Long term- self help groups
psychological therapies- CBT
mediction- disulfiram(prevents relapse) acamprostate(stops craving)
ICD 10 definition of autism?
occurs before 3, impaired social interaction and communication, repititive behaviour, more common in boys
things to ask in autism history?
how is interatction with other children, plays with them? eye contact? teacher say about him? any concerns with hearing or language does he take word or phrases literally? any toy or toys he like playing with does he like a certain routine unusual interests? react to change?
Investigations for ADHD?
hearing test, speech and language assessment, neuropsychological testing, CARS- childhood autism rating scale
Management for autism?
support and advice for family- national autistic society and portage
Behavioural issue: parent training and education programmes approach = TEACCH- visual learning strategies
CBT + medication treatment:
1st risperidone
2nd methylphenidate
3rd melatonin for sleep
BMI cut off for anorexia nervosa?
BMI <17.5
what are the SCOFF questions for anorexia?
do you make yourself sick because you feel uncomfortably full?
do you worry you’ve lost control over how much you eat?
lost more than one stone in 3 months?
food dominate life?
believe fat when other say thin?
what areas to focus on in eating disorder?
eating, pysical, mood, risk
when to admit an anorexia patient?
BMI < 13.5
significant suicide risk
severe sequelae of starvation and purging with weight loss more than 1kg per week
investigations for anorexia?
physical exam: weigh, height, lanugo hair, bp, squat test
Blood and UDS- low: ESR, Hb, Plt, WCC, Na, K, Ph, T4
High: glucose, GH, cortisol, cholesterol, LFT
ECG- bradycardia, arrhythmia and prolonged QT
DEXA- osteoporosis if more than 2 years history
Rating scale- Eating attitutes test
Management of anorexia?
specialist referral and assessment
Support group BEAT- beat eating disorders
psych- advice on balanced diet, laxative and diuretics. negotiate target weight. refer to dietician and OT.
anorexia- self help and family therpay, MDT
Bulimia- CBT, family therapy, interpersonal therapy and SSRI- fluoxetine
ICD 10 mania how long does it have to go on for?
1 week
Bipolar mania things to ask about?
Energy, mood, irritation?
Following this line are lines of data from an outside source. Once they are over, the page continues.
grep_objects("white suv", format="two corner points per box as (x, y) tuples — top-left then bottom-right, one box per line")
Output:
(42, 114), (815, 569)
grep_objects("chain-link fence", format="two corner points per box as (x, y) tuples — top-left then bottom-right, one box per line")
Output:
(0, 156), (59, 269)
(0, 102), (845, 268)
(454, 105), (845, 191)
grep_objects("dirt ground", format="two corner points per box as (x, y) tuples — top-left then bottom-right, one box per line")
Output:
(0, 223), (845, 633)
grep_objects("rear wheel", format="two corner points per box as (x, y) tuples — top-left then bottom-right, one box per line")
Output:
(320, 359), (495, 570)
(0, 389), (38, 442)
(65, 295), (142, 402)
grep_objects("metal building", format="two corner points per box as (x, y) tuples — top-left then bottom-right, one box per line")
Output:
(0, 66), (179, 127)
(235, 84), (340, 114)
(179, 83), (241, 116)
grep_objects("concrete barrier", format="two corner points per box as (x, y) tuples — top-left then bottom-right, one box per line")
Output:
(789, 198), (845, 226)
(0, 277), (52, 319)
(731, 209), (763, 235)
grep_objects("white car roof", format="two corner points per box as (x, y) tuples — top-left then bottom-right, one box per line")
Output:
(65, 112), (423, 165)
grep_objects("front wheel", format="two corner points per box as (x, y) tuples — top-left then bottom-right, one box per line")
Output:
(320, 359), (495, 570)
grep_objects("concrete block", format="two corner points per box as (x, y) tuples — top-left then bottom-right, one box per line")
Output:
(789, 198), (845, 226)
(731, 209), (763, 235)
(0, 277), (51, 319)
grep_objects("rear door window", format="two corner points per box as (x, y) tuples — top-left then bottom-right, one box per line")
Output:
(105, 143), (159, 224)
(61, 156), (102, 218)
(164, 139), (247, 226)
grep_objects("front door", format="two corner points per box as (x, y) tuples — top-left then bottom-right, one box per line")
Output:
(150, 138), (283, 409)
Appetite Sleep Sex Memory Spending Concentation depression before? delusions- special powers? hallucination- famous spoken to you? alcohol, drugs, home? supported?
Investigation for bipolar?
collateral hisotry physical examination blood- FBC, TSH, LFT, ECG Urine- urine drug screen Rating scale- young mania rating scale Risk assessment
management of mania?
admit and record suicidal?
stop antidepressants
consider olanzapine and benzo if not sleeping or agitated
if resistant give lithium monitor LFT and renal function
consider CBT MDT and psychoeducation
Support groups- MIND and bipolar Uk
Delirium diagnosis criteria?
impaired conciousness and attention?
perception or cognitive disturbance
sudden onset and fluctuates
underlying physical cause
causes of delerium?
Drugs- steroids, alcohol Infection (UTI) Metabolic (thyroid, adrenal) Trauma Oxygen Poisoning
NOTEPAD for delirium?
tell me what happened
when did it start
is it worse at night, dawn, after certain medications?
exacerbation: drugs, UTI
progression- better now, worse, more frequent? change for hyper to hypo?
association: hallucination, illusions
investigation for delirium?
collateral history + MSE+MMSE
physical examination: neuro
bloods- FBC, white cells, neutrophils, CRP, ESR(infection), UnE(dehydration), blood glucose, thyroid, LFT, Ca(hypercalcaemia), folate and b12 and vdrl for syphilis
management of delirium?
Maximise orientation- sensory impairments, clear signage, clocks, calendar and clear lighting and staff explaining who they are, same nurse entering side room.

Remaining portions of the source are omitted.